7.  In the last two years the global sea level rise had tripled to 10.1 mm/year.  It is likely to be a speed bump, occasioned by an imbalance in the water cycle which has dumped an unusual amount of water on the land temporarily.  http://www.skepticalscience.com/Earth-Encounters-Giant-Speed-Bump-on-the-Road-to-Higher-Sea-Level.html  Local variations in sea level rise can be significant.  The finding last fall that the sea level rise along the upper east coast of the US is 3-4 times the global average has not been well explained.  http://news.nationalgeographic.com/news/2012/06/120625-sea-level-rise-east-coast-us-science-nature-climate-change/   Our Regional Council Institute, serving the 7 counties of NE Florida, is meeting with local governments at their invitation to open a conversation on vulnerability to sea level rise.  The St. Johns River Water Management District has completed a projection study (conservatively, 14 cm by 2030) and the Guana Tolomato Matanzas Estuarine Research Reserve is holding meetings with St. Augustine groups on the impact of sea level rise in the Matanzas Basin.  These are the first public discussions of sea level rise in this region.  The topic is likely to be of ever greater concern to us.

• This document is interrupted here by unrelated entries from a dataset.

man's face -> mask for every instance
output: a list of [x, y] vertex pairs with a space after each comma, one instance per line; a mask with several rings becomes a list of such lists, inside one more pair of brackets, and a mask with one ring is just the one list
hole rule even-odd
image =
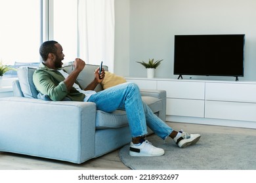
[[55, 46], [57, 47], [57, 51], [56, 53], [54, 65], [55, 68], [60, 69], [62, 67], [62, 60], [64, 59], [65, 55], [63, 54], [63, 49], [60, 44], [56, 43]]

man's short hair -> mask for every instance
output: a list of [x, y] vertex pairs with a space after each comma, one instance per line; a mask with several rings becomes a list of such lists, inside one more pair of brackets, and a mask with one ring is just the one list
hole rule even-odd
[[56, 54], [57, 47], [55, 46], [55, 44], [56, 43], [58, 43], [58, 42], [55, 41], [47, 41], [41, 44], [39, 53], [43, 61], [47, 59], [49, 54]]

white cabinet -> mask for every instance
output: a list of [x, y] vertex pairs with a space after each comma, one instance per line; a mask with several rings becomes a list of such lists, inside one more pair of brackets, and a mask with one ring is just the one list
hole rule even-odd
[[205, 84], [205, 117], [256, 122], [256, 84]]
[[141, 89], [167, 92], [167, 119], [256, 128], [256, 82], [127, 78]]
[[167, 92], [167, 115], [203, 118], [204, 82], [158, 80]]

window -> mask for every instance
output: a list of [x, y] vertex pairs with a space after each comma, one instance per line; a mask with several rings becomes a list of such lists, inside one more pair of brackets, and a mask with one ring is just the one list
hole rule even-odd
[[64, 62], [114, 65], [114, 0], [8, 0], [0, 2], [0, 61], [40, 62], [42, 42], [62, 46]]
[[63, 48], [63, 61], [72, 61], [77, 57], [77, 1], [53, 1], [53, 38]]
[[3, 63], [40, 61], [40, 1], [0, 1], [0, 60]]

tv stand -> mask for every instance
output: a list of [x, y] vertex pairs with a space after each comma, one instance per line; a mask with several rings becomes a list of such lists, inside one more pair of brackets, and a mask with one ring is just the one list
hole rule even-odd
[[177, 78], [126, 80], [140, 89], [166, 91], [167, 121], [256, 129], [256, 82]]

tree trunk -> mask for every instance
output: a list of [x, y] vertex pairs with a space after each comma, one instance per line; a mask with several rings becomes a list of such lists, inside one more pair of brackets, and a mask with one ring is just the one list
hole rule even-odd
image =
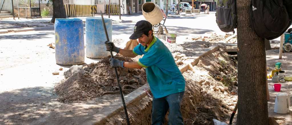
[[166, 11], [166, 13], [165, 14], [167, 15], [167, 13], [168, 13], [168, 0], [166, 0], [166, 5], [165, 5], [165, 10]]
[[251, 0], [237, 2], [239, 104], [237, 125], [268, 125], [264, 39], [249, 27]]
[[63, 0], [53, 0], [53, 17], [51, 22], [55, 23], [56, 18], [66, 18], [67, 16]]
[[200, 1], [200, 5], [199, 5], [199, 10], [200, 10], [200, 12], [201, 12], [201, 5], [202, 4], [202, 0]]

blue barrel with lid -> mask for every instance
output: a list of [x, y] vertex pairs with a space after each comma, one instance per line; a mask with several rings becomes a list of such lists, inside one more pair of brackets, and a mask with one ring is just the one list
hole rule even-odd
[[84, 63], [83, 24], [79, 19], [56, 19], [55, 24], [56, 62], [62, 65]]
[[[111, 19], [104, 18], [107, 31], [110, 42], [112, 41], [112, 25]], [[86, 18], [86, 57], [100, 58], [110, 55], [107, 51], [105, 42], [107, 40], [101, 18]]]

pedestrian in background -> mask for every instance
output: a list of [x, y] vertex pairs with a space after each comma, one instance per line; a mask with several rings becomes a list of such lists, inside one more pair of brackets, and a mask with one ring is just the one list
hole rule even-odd
[[171, 9], [172, 10], [172, 12], [173, 13], [174, 12], [174, 8], [175, 8], [175, 5], [174, 3], [174, 2], [172, 4], [171, 4]]
[[210, 6], [208, 5], [208, 6], [207, 7], [207, 9], [206, 9], [206, 14], [209, 14], [209, 10], [210, 9]]

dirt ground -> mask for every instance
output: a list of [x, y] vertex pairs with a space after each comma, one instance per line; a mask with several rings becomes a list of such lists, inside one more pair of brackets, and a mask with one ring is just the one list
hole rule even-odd
[[[223, 61], [224, 63], [222, 63]], [[228, 54], [220, 49], [203, 57], [198, 64], [194, 66], [194, 70], [188, 70], [183, 73], [186, 80], [186, 91], [181, 110], [185, 124], [213, 125], [213, 119], [229, 122], [237, 101], [237, 84], [232, 84], [236, 82], [237, 79], [235, 77], [232, 79], [233, 82], [223, 83], [227, 80], [222, 79], [224, 79], [223, 78], [218, 79], [217, 76], [214, 76], [219, 73], [218, 75], [223, 77], [234, 77], [231, 73], [234, 72], [236, 74], [237, 65], [236, 61], [230, 58]], [[212, 69], [213, 69], [222, 71], [230, 69], [233, 71], [221, 74]], [[150, 124], [151, 106], [152, 99], [148, 96], [128, 106], [127, 110], [132, 124]], [[118, 114], [106, 119], [104, 123], [126, 125], [125, 117], [123, 111], [121, 111]], [[236, 117], [236, 116], [234, 123]], [[168, 121], [167, 115], [165, 118], [166, 125]]]

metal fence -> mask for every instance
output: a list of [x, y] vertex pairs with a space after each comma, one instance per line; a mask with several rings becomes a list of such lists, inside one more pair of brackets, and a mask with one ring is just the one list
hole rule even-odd
[[44, 17], [53, 16], [53, 4], [50, 0], [41, 1], [41, 15]]
[[40, 0], [13, 0], [15, 17], [32, 18], [41, 16]]
[[13, 17], [12, 0], [0, 0], [0, 18]]

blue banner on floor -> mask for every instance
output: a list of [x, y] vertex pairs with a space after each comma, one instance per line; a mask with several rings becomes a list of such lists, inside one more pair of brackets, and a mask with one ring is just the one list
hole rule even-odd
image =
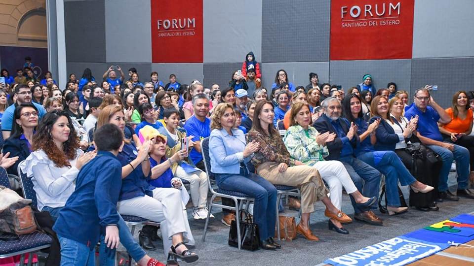
[[474, 216], [461, 214], [403, 235], [435, 243], [466, 243], [474, 239]]
[[332, 265], [404, 265], [447, 248], [447, 244], [434, 243], [404, 236], [394, 237], [354, 252], [329, 259]]

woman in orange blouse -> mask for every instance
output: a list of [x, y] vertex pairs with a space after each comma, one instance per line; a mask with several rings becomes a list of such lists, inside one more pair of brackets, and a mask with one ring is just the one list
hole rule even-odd
[[453, 96], [452, 106], [446, 109], [451, 122], [438, 123], [439, 131], [444, 139], [469, 150], [471, 160], [470, 179], [474, 181], [474, 136], [468, 135], [473, 129], [473, 110], [470, 108], [468, 94], [456, 92]]

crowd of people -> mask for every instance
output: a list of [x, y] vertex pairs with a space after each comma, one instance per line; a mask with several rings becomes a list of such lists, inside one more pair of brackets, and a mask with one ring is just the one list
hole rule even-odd
[[[252, 52], [222, 88], [181, 84], [175, 74], [163, 85], [156, 72], [141, 82], [133, 68], [126, 80], [118, 66], [97, 81], [89, 68], [80, 79], [71, 74], [63, 89], [50, 72], [42, 80], [32, 73], [26, 66], [13, 78], [1, 71], [1, 144], [15, 161], [8, 172], [18, 175], [19, 165], [32, 179], [38, 209], [55, 221], [63, 265], [93, 265], [99, 240], [109, 265], [119, 241], [139, 265], [161, 265], [144, 250], [156, 249], [158, 228], [143, 226], [137, 243], [121, 215], [160, 224], [169, 265], [198, 260], [186, 245], [195, 244], [186, 205], [191, 199], [193, 219], [214, 218], [200, 146], [207, 137], [216, 185], [255, 199], [264, 249], [281, 247], [273, 238], [275, 185], [299, 189], [301, 199], [290, 198], [288, 207], [301, 210], [297, 232], [310, 241], [318, 240], [309, 223], [318, 200], [328, 229], [349, 233], [343, 190], [354, 219], [383, 225], [374, 212], [382, 175], [390, 215], [408, 209], [399, 185], [409, 186], [409, 205], [422, 211], [474, 199], [473, 92], [457, 92], [445, 110], [429, 85], [415, 90], [410, 102], [395, 83], [376, 90], [370, 74], [345, 90], [320, 84], [313, 72], [307, 86], [295, 86], [282, 69], [267, 89]], [[455, 161], [453, 193], [447, 180]], [[223, 209], [222, 223], [230, 226], [236, 215]]]

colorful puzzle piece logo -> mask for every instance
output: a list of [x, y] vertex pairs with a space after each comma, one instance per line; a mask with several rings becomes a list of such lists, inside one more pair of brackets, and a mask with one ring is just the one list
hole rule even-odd
[[431, 231], [470, 236], [474, 235], [474, 225], [445, 220], [425, 228]]

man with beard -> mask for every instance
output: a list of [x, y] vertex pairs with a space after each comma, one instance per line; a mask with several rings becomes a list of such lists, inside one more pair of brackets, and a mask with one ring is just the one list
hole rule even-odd
[[239, 89], [236, 92], [236, 107], [242, 114], [242, 120], [247, 119], [247, 103], [248, 102], [248, 93], [243, 89]]
[[46, 110], [44, 110], [42, 105], [38, 104], [36, 102], [32, 102], [31, 100], [33, 95], [31, 90], [28, 85], [21, 84], [16, 86], [16, 88], [15, 88], [15, 94], [16, 94], [17, 97], [16, 102], [15, 102], [14, 104], [10, 105], [5, 110], [3, 115], [1, 118], [1, 132], [3, 135], [3, 139], [6, 139], [10, 136], [13, 122], [13, 112], [15, 111], [15, 108], [16, 108], [16, 106], [18, 106], [19, 104], [23, 103], [23, 102], [27, 102], [34, 104], [40, 113], [39, 114], [40, 120], [41, 120], [43, 116], [46, 114]]

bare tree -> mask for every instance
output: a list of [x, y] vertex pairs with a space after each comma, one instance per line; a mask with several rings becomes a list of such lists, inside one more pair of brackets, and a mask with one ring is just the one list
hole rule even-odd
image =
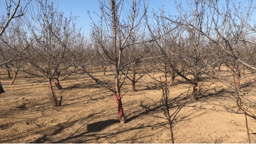
[[[50, 3], [37, 1], [38, 9], [31, 8], [30, 17], [26, 17], [31, 35], [37, 41], [25, 51], [29, 65], [25, 72], [47, 78], [54, 105], [57, 107], [51, 80], [57, 79], [56, 84], [61, 89], [58, 85], [60, 72], [68, 68], [64, 60], [69, 57], [67, 47], [72, 47], [75, 24], [73, 17], [64, 17]], [[37, 24], [33, 24], [34, 23]]]

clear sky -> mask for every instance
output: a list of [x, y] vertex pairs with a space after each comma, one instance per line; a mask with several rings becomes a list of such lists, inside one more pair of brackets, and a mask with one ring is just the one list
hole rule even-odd
[[[28, 0], [25, 0], [27, 1]], [[187, 0], [181, 0], [182, 2], [182, 5], [184, 8], [187, 6]], [[17, 1], [17, 0], [14, 0]], [[92, 18], [95, 22], [99, 21], [98, 16], [93, 12], [100, 14], [101, 12], [99, 9], [99, 3], [97, 0], [52, 0], [55, 6], [58, 6], [59, 11], [64, 12], [64, 16], [69, 16], [70, 12], [72, 12], [72, 16], [78, 17], [77, 26], [82, 27], [82, 31], [84, 32], [85, 35], [89, 36], [90, 26], [92, 20], [89, 17], [87, 12], [90, 11]], [[127, 1], [130, 0], [125, 0], [125, 3], [127, 3]], [[237, 3], [243, 0], [237, 0]], [[176, 9], [175, 6], [175, 0], [149, 0], [149, 12], [151, 12], [152, 9], [155, 11], [158, 10], [159, 7], [162, 7], [165, 12], [169, 12], [171, 15], [176, 14]], [[256, 6], [256, 0], [253, 1], [253, 6]], [[225, 4], [225, 0], [220, 0], [220, 4]], [[35, 0], [32, 0], [32, 4], [35, 4]], [[21, 0], [21, 6], [24, 6], [24, 0]], [[245, 6], [248, 5], [245, 4]], [[6, 4], [5, 0], [0, 0], [0, 14], [6, 13]], [[255, 11], [252, 18], [253, 21], [256, 20], [256, 11]], [[254, 23], [255, 22], [253, 22]]]

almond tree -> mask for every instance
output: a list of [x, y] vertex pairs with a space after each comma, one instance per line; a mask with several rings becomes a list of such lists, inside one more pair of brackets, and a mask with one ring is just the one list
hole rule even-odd
[[[6, 30], [9, 26], [9, 24], [12, 19], [22, 17], [24, 15], [27, 9], [27, 6], [29, 4], [31, 1], [31, 0], [29, 0], [27, 1], [25, 1], [26, 5], [24, 6], [24, 7], [19, 8], [19, 7], [20, 7], [20, 0], [6, 0], [6, 13], [3, 13], [0, 18], [0, 38], [2, 37], [2, 35], [4, 33]], [[15, 6], [15, 8], [13, 12], [11, 11], [12, 6]], [[0, 45], [0, 48], [1, 48]], [[13, 57], [10, 58], [10, 59], [0, 61], [0, 66], [11, 61], [17, 60], [17, 59], [15, 60], [14, 59], [24, 50], [25, 49], [23, 49], [21, 51], [19, 51], [18, 54], [14, 55]], [[6, 66], [7, 65], [6, 65]], [[7, 66], [6, 67], [7, 67], [8, 66]]]
[[63, 13], [53, 7], [50, 1], [36, 2], [38, 9], [31, 8], [30, 15], [26, 17], [31, 35], [37, 41], [25, 51], [29, 65], [25, 72], [44, 77], [48, 80], [54, 105], [57, 107], [51, 80], [57, 79], [56, 84], [59, 86], [59, 72], [67, 68], [66, 66], [69, 62], [66, 60], [69, 57], [67, 47], [72, 47], [73, 42], [75, 19], [71, 17], [69, 18], [64, 17]]
[[0, 53], [4, 61], [10, 60], [15, 55], [18, 55], [13, 60], [4, 65], [7, 69], [8, 76], [10, 71], [14, 73], [12, 81], [10, 84], [12, 84], [18, 72], [22, 69], [25, 59], [22, 53], [19, 54], [18, 53], [26, 49], [31, 44], [30, 44], [27, 40], [26, 30], [22, 21], [16, 19], [15, 22], [11, 22], [10, 25], [11, 28], [7, 29], [2, 35], [4, 36], [0, 38], [3, 48]]
[[[130, 8], [127, 10], [124, 9], [124, 0], [118, 2], [115, 0], [104, 2], [99, 1], [102, 13], [98, 16], [101, 21], [99, 25], [96, 24], [98, 23], [93, 22], [92, 28], [92, 41], [94, 45], [99, 47], [94, 48], [98, 49], [98, 52], [101, 58], [107, 63], [108, 66], [111, 69], [115, 76], [114, 84], [107, 83], [96, 78], [96, 76], [93, 76], [86, 70], [83, 64], [76, 60], [75, 55], [72, 53], [70, 54], [72, 60], [81, 70], [97, 83], [114, 93], [117, 104], [119, 119], [121, 123], [124, 123], [125, 117], [121, 98], [120, 89], [125, 82], [130, 66], [137, 62], [123, 60], [124, 53], [129, 46], [137, 44], [129, 43], [127, 42], [135, 28], [143, 24], [143, 18], [146, 12], [146, 10], [141, 12], [140, 11], [141, 0], [138, 2], [133, 0], [129, 5]], [[141, 42], [140, 42], [140, 43]], [[125, 72], [125, 74], [120, 73], [122, 70]]]

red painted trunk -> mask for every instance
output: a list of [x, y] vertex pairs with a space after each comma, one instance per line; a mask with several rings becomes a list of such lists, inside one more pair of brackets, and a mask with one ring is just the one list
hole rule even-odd
[[51, 93], [51, 97], [52, 98], [52, 99], [53, 100], [53, 102], [54, 102], [54, 104], [55, 104], [55, 106], [56, 107], [58, 107], [58, 104], [57, 104], [57, 100], [56, 100], [55, 99], [55, 98], [54, 98], [54, 94], [53, 94], [53, 90], [52, 90], [52, 86], [51, 86], [51, 80], [50, 79], [48, 79], [48, 82], [49, 83], [49, 87], [50, 87], [50, 93]]
[[197, 96], [197, 81], [196, 78], [194, 78], [194, 84], [193, 84], [193, 92], [192, 93], [192, 100], [196, 100]]
[[105, 69], [103, 69], [103, 75], [105, 76], [106, 75], [106, 70]]
[[171, 86], [173, 83], [173, 82], [174, 81], [175, 77], [174, 76], [172, 76], [172, 79], [171, 79], [171, 81], [170, 81], [170, 84], [169, 84], [169, 86]]
[[131, 86], [132, 86], [132, 89], [133, 91], [136, 91], [136, 90], [135, 90], [135, 84], [136, 83], [135, 81], [136, 76], [136, 73], [133, 72], [133, 73], [132, 74], [132, 81], [131, 81]]
[[60, 81], [59, 80], [59, 78], [55, 79], [54, 80], [54, 84], [55, 84], [55, 85], [58, 88], [59, 90], [62, 90], [62, 87], [60, 84]]
[[14, 75], [13, 76], [13, 79], [12, 79], [12, 82], [11, 82], [11, 84], [10, 84], [12, 85], [12, 84], [13, 84], [13, 82], [14, 82], [14, 80], [15, 80], [15, 78], [16, 78], [17, 74], [17, 72], [14, 72]]
[[119, 116], [119, 120], [121, 123], [123, 123], [125, 120], [125, 113], [124, 113], [124, 109], [123, 109], [123, 104], [122, 104], [120, 93], [117, 93], [115, 94], [115, 96], [116, 101], [117, 102], [117, 109], [118, 110], [118, 115]]
[[173, 83], [173, 79], [172, 78], [172, 79], [171, 79], [171, 81], [170, 81], [170, 84], [169, 84], [169, 86], [171, 86], [172, 84], [172, 83]]
[[12, 79], [12, 78], [11, 78], [11, 74], [10, 74], [10, 71], [9, 71], [9, 70], [7, 70], [7, 73], [8, 74], [8, 78], [10, 79]]
[[241, 76], [240, 75], [240, 73], [237, 75], [237, 90], [239, 89], [240, 87], [240, 78], [241, 77]]
[[132, 87], [132, 91], [136, 91], [136, 90], [135, 90], [135, 82], [131, 82], [131, 86]]

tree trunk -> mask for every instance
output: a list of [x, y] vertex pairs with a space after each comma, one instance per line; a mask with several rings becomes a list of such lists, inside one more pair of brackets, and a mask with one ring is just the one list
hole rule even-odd
[[122, 100], [121, 100], [121, 96], [120, 96], [119, 72], [118, 71], [118, 72], [116, 73], [115, 78], [116, 93], [115, 93], [115, 96], [116, 97], [116, 101], [117, 104], [117, 109], [118, 111], [118, 116], [119, 116], [119, 120], [120, 120], [120, 122], [121, 124], [124, 124], [125, 121], [125, 113], [124, 113], [124, 109], [123, 109], [123, 104], [122, 103]]
[[120, 123], [123, 124], [125, 120], [125, 113], [124, 113], [124, 109], [123, 109], [123, 104], [122, 103], [121, 96], [120, 96], [120, 93], [118, 92], [115, 94], [115, 95], [116, 96], [116, 101], [117, 102], [119, 120]]
[[5, 92], [5, 91], [4, 90], [4, 88], [2, 85], [2, 84], [1, 84], [1, 82], [0, 82], [0, 94], [4, 92]]
[[135, 76], [136, 76], [136, 73], [135, 72], [133, 72], [133, 73], [132, 74], [132, 81], [131, 81], [131, 86], [132, 86], [132, 91], [136, 91], [136, 90], [135, 90], [135, 84], [136, 84], [136, 81], [135, 81]]
[[10, 79], [12, 79], [11, 78], [11, 74], [10, 74], [10, 71], [9, 70], [7, 70], [7, 73], [8, 74], [8, 78]]
[[106, 70], [105, 69], [103, 69], [103, 76], [106, 76]]
[[14, 80], [15, 80], [15, 78], [16, 78], [16, 76], [18, 72], [14, 72], [14, 75], [13, 76], [13, 79], [12, 79], [12, 82], [11, 82], [11, 84], [10, 84], [12, 85], [12, 84], [13, 84], [13, 82], [14, 82]]
[[170, 123], [170, 131], [171, 131], [171, 143], [172, 144], [174, 144], [174, 140], [173, 139], [173, 127], [171, 123]]
[[197, 96], [197, 78], [194, 78], [194, 84], [193, 84], [193, 92], [192, 93], [192, 99], [193, 100], [196, 100], [196, 97]]
[[50, 88], [50, 93], [51, 95], [51, 97], [52, 98], [53, 102], [54, 103], [55, 106], [56, 107], [58, 107], [58, 103], [57, 102], [57, 100], [54, 97], [54, 95], [53, 94], [53, 90], [52, 90], [52, 86], [51, 85], [51, 79], [50, 78], [48, 79], [48, 82], [49, 83], [49, 87]]
[[174, 81], [174, 79], [175, 78], [175, 77], [174, 75], [172, 76], [172, 79], [171, 79], [171, 81], [170, 81], [170, 84], [169, 84], [169, 86], [171, 86], [173, 83], [173, 82]]
[[54, 84], [55, 84], [55, 85], [56, 85], [59, 90], [62, 90], [62, 86], [60, 84], [59, 81], [59, 78], [54, 79]]
[[60, 84], [60, 80], [59, 79], [59, 78], [60, 78], [60, 73], [61, 73], [60, 72], [56, 72], [56, 74], [57, 75], [57, 78], [55, 79], [54, 80], [54, 84], [55, 84], [55, 85], [56, 85], [56, 86], [57, 87], [57, 88], [58, 88], [59, 90], [62, 89], [62, 87]]
[[237, 90], [239, 90], [240, 87], [240, 77], [241, 77], [241, 75], [240, 74], [240, 73], [239, 73], [239, 74], [237, 74]]

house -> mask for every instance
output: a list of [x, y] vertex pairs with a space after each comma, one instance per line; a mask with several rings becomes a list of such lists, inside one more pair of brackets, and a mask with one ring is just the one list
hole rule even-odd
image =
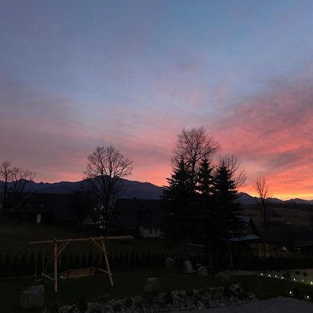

8.  Patrick Parenteau noticed that I misrepresented the recent Supreme Court ruling in my last email: “Al, the Supreme Court case dealt with nitrogen dioxide emissions not GHG’s. Still has an impact on coal plants and other sources of on top of many other rules EPA has issued in last few years. The law is finally catching up with all of the externalities of dirty energy facilities.“  Nitrogen dioxide is a health hazard but only a weak greenhouse gas (and incidentally one in this ruling), as opposed to nitrous oxide, a strong greenhouse gas.